Top three tipsters (Tipsters Cup): Noon News of The Turf, Bartaman and The Telegraph. In Tipsters Tally: Bartaman, The Times of India and Horse Power.

Horse of the season: Touch of Silver


1. Stand Off Handicap 1,200m: (8-9-1-10) Royal Command (Merchant) 1; Mahika’s Pet (I. Chisty) 2; Anacott (C. Alford) 3; Software Classic (M. Reuben) 4. Won by: 2-1/4; Nk; 1-1/4; (1-15.8). Tote: Win Rs 15; Place: 12; 20; 24; Quinella: 47; Tanala: 188. Fav: Royal Command (8). Winner trained by Daniel D.
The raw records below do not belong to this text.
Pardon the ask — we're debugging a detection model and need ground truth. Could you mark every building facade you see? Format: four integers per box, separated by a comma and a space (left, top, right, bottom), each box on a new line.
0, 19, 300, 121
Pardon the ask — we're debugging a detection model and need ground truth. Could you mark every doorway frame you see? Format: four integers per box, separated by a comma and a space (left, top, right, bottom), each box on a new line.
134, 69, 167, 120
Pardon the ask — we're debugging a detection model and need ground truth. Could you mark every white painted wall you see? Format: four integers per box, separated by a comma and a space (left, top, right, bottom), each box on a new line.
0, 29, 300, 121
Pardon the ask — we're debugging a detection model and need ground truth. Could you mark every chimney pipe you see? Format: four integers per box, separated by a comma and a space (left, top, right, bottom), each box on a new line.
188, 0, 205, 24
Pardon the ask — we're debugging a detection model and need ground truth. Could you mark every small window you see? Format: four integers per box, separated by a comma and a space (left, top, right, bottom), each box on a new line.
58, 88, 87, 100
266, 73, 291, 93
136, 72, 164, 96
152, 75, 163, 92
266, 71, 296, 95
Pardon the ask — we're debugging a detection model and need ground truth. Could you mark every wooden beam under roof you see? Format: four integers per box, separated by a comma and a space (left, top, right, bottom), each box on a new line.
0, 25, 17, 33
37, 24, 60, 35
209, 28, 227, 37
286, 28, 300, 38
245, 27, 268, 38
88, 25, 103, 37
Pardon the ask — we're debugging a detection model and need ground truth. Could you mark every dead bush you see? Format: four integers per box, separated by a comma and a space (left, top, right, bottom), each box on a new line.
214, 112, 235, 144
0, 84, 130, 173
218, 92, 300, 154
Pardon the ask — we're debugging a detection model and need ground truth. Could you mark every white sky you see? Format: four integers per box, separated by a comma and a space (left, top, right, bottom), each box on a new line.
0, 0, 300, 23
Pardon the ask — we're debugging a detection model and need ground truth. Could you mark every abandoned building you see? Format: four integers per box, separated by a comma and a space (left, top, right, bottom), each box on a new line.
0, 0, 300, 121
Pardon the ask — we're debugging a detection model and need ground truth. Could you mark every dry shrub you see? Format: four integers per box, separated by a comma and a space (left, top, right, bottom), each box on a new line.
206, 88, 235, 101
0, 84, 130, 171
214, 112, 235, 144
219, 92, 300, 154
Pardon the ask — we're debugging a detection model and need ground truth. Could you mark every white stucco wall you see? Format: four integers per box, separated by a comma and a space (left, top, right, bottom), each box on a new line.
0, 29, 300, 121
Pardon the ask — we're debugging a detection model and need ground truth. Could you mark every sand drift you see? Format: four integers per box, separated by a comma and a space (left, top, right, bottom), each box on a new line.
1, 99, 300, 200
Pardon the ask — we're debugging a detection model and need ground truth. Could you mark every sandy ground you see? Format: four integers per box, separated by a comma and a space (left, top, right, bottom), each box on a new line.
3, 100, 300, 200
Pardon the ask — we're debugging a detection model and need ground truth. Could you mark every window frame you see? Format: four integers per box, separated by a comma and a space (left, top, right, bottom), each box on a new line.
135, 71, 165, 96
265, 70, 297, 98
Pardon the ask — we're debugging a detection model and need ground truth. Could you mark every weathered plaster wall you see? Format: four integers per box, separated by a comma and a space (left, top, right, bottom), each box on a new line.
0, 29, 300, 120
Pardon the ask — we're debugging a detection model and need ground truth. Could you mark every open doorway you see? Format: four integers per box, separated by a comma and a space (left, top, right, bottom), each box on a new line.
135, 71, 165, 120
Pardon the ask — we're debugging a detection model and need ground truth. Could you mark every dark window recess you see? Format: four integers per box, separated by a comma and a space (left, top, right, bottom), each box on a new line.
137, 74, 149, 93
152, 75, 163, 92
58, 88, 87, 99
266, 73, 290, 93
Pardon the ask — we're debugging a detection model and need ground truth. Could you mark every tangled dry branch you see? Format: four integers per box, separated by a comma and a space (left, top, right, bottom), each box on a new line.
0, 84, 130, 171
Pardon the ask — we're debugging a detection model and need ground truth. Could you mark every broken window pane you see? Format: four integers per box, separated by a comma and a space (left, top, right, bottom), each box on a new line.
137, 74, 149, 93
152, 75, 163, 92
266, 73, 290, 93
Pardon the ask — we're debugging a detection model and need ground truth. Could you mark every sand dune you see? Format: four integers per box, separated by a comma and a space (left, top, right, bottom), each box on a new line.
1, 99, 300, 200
2. Largesse Handicap 1,100m: (9-4-10-7) Common Spirit (Merchant) 1; Queen’s Logic (C. Alford) 2; Leading Conquest (I. Chisty) 3; Wakamba Warrior (Gajender) 4. Won by: 1-3/4; 1-1/4; SH; (1-6.4). Tote: Win Rs 44; Place: 18; 27; 25; Quinella: 141; Tanala: 952. Fav: Wakamba Warrior (7). Winner trained by Daniel D.
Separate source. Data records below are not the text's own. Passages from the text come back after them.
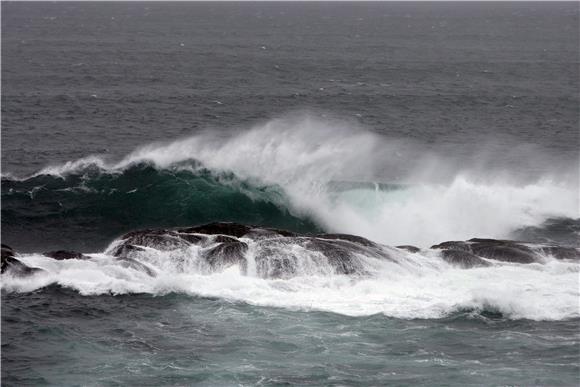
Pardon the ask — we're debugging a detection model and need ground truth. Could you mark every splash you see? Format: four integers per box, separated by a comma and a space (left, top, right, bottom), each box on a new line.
3, 116, 580, 247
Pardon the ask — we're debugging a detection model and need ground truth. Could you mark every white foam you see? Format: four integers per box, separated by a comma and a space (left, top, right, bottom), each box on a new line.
2, 249, 580, 320
114, 116, 580, 246
10, 115, 580, 247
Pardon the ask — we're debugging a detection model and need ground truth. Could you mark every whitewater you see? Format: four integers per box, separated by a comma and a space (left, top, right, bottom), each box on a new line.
17, 115, 580, 247
2, 116, 580, 320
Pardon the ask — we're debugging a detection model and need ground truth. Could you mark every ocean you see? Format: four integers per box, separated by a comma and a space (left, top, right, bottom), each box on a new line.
1, 1, 580, 386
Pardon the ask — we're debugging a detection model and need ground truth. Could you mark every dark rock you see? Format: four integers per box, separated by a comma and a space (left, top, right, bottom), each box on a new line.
441, 250, 490, 269
111, 243, 145, 258
316, 234, 377, 247
176, 232, 207, 245
204, 240, 248, 271
0, 244, 44, 277
431, 238, 538, 263
243, 228, 298, 240
177, 222, 252, 238
472, 243, 537, 263
211, 235, 239, 243
255, 243, 298, 278
121, 230, 189, 251
396, 245, 421, 253
42, 250, 90, 261
304, 238, 364, 274
431, 241, 471, 251
118, 258, 157, 277
540, 246, 580, 261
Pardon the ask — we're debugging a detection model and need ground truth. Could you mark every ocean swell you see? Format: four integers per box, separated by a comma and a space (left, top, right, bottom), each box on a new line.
2, 117, 580, 248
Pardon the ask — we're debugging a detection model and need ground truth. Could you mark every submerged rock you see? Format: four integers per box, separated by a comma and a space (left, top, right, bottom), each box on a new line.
441, 250, 491, 269
431, 238, 580, 264
395, 245, 421, 253
42, 250, 90, 261
204, 239, 248, 271
1, 244, 44, 277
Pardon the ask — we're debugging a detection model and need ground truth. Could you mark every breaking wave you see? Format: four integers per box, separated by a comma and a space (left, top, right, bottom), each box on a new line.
2, 117, 580, 247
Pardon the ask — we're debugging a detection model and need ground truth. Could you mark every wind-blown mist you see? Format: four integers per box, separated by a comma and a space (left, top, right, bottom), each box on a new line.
6, 115, 579, 247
3. Loch Clieveden Handicap 1,200m: (6-5-2-3) Beau Bruno (P. Alford) 1; Rheinheart (Shanker) 2; Tequila Shot (G. Singh) 3; Storm Centre (A. P. Singh) 4. Not run: Wandering Warrior (9). Won by: Nk; 1-1/4; 1-1/4; (1-14.5). Tote: Win Rs 217; Place: 40; 24; 62; Quinella: 509; Tanala: 1,05,198. Fav: Prince of Fashion (1). Winner trained by J. Stephens.

4. Magnanimous Cup 1,400m: (3-6-1-10) Cool Quest (I. Chisty) 1; Lucifer (Upadhya) 2; Raring To Go (Merchant) 3; Aiberni (C. Alford) 4. Won by: SH; Nk; 1-1/2; (1-26.3). Tote: Win Rs 55; Place: 18; 21; 29; Quinella: 103; Tanala: 1,122. Fav: Aiberni (10). Winner trained by Asfand.
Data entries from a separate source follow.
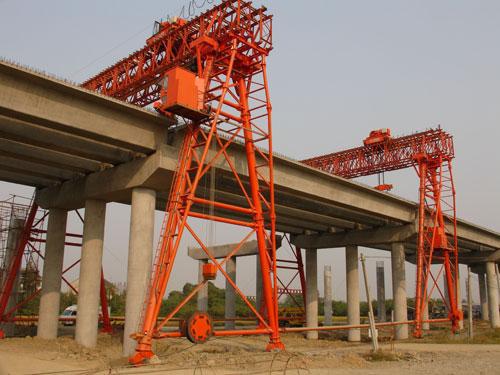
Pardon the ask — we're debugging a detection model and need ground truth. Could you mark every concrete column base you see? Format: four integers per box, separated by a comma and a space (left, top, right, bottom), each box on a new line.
123, 188, 156, 357
224, 257, 236, 330
391, 243, 408, 340
306, 249, 319, 340
477, 272, 490, 320
323, 266, 333, 326
75, 200, 106, 348
486, 262, 500, 328
196, 260, 208, 312
345, 246, 361, 342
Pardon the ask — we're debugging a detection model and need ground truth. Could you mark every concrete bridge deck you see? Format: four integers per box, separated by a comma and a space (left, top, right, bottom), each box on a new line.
0, 62, 500, 263
0, 62, 500, 356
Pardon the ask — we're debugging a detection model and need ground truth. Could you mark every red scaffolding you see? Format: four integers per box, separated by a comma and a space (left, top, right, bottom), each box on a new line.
0, 196, 112, 337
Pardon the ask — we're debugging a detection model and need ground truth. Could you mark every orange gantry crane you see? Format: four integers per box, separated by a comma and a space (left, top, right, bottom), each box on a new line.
303, 128, 462, 337
83, 0, 283, 363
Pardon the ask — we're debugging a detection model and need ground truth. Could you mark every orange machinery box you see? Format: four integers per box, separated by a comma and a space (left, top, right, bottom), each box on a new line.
161, 67, 208, 121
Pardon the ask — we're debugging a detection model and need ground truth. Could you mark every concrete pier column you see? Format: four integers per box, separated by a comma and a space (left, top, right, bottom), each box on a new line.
224, 257, 236, 330
2, 215, 24, 337
457, 265, 464, 329
377, 261, 386, 322
75, 199, 106, 348
196, 260, 208, 312
477, 272, 490, 320
391, 242, 408, 340
123, 188, 156, 357
486, 262, 500, 328
306, 249, 318, 340
422, 298, 431, 331
443, 272, 450, 306
37, 208, 68, 340
323, 266, 333, 326
345, 246, 361, 341
255, 255, 262, 311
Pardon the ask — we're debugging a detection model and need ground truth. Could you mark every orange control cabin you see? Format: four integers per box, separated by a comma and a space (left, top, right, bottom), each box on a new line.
154, 67, 208, 121
363, 128, 392, 146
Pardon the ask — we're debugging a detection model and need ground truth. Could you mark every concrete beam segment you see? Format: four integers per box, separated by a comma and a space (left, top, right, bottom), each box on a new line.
224, 258, 236, 330
0, 138, 104, 174
123, 188, 156, 357
450, 251, 500, 264
391, 243, 408, 340
0, 115, 139, 164
196, 260, 208, 312
37, 208, 68, 340
0, 152, 83, 181
0, 62, 168, 154
457, 219, 500, 253
477, 272, 490, 320
323, 265, 333, 326
306, 249, 318, 340
486, 262, 500, 328
376, 261, 386, 322
75, 200, 106, 348
345, 245, 361, 342
36, 147, 177, 209
0, 167, 58, 188
293, 224, 417, 249
188, 236, 282, 260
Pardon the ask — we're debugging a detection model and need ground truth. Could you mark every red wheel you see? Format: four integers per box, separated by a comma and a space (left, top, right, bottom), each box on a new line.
186, 311, 213, 344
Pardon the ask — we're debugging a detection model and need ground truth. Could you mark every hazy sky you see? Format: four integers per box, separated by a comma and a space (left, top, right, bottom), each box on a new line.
0, 0, 500, 306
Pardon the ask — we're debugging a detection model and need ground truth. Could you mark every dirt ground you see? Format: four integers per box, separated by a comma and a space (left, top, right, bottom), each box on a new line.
0, 329, 500, 375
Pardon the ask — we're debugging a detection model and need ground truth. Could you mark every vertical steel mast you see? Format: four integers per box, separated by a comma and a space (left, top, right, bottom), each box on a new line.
83, 0, 283, 363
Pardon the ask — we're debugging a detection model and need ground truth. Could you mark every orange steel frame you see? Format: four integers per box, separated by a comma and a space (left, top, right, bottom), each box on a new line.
303, 128, 462, 337
0, 202, 112, 338
83, 0, 284, 363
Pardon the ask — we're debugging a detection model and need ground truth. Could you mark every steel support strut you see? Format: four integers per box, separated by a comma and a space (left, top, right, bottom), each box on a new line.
413, 154, 462, 338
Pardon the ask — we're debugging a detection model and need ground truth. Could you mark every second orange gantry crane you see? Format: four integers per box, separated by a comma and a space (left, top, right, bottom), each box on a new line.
303, 128, 462, 337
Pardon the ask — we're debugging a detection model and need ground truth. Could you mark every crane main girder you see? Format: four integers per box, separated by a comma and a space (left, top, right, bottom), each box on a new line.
302, 128, 455, 178
302, 128, 462, 337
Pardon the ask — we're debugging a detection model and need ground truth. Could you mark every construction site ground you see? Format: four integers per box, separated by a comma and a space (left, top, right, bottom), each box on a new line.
0, 323, 500, 375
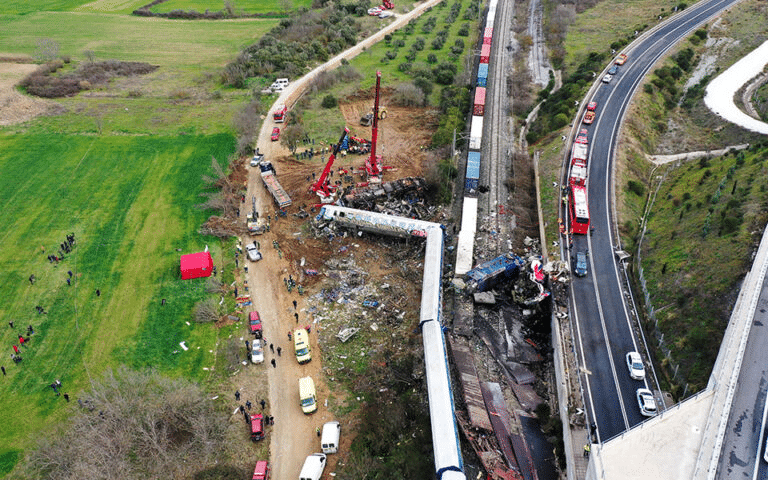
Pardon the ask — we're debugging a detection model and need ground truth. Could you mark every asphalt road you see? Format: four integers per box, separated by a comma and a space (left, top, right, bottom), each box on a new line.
572, 0, 737, 442
716, 253, 768, 479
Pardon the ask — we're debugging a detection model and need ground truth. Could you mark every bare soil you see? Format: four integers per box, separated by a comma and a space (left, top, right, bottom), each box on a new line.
240, 92, 437, 479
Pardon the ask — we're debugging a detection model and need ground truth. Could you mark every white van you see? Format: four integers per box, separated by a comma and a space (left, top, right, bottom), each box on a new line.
299, 377, 317, 414
299, 453, 325, 480
320, 422, 341, 453
293, 328, 312, 364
5. Royal Double Cup 1,400m: (13-14-3-2) Winning Glory (I. Chisty) 1; No Regrets (M. Reuben) 2; Immaculate (Merchant) 3; Anokato (Upadhya) 4. Won by: 3/4; 1-1/4; 1-1/4; (1-26.2). Tote: Win Rs 77; Place: 23; 25; 19; Quinella: 321; Tanala: 2,258. Fav: Immaculate (3). Winner trained by Jaiswal.

6. Favorite Handicap 1,200m: (6-3-14-4) Darth Vader (Gajender) 1; Ever So Loyal (Rabani) 2; Keep The Faith (I. Chisty) 3; Crest Star (Yasin) 4. Won by: 3/4; 1-1/4; SH; (1-15.1). Tote: Win Rs 93; Place: 34; 28; 17; Quinella: 471; Tanala: 2,929. Fav: Keep The Faith (14). Winner trained by R. Alford.

Jackpot: Rs 2,41,626 (Carried over); (C) Rs 12,426.

Treble: (i) Rs 1,026; (ii) Rs 5,535.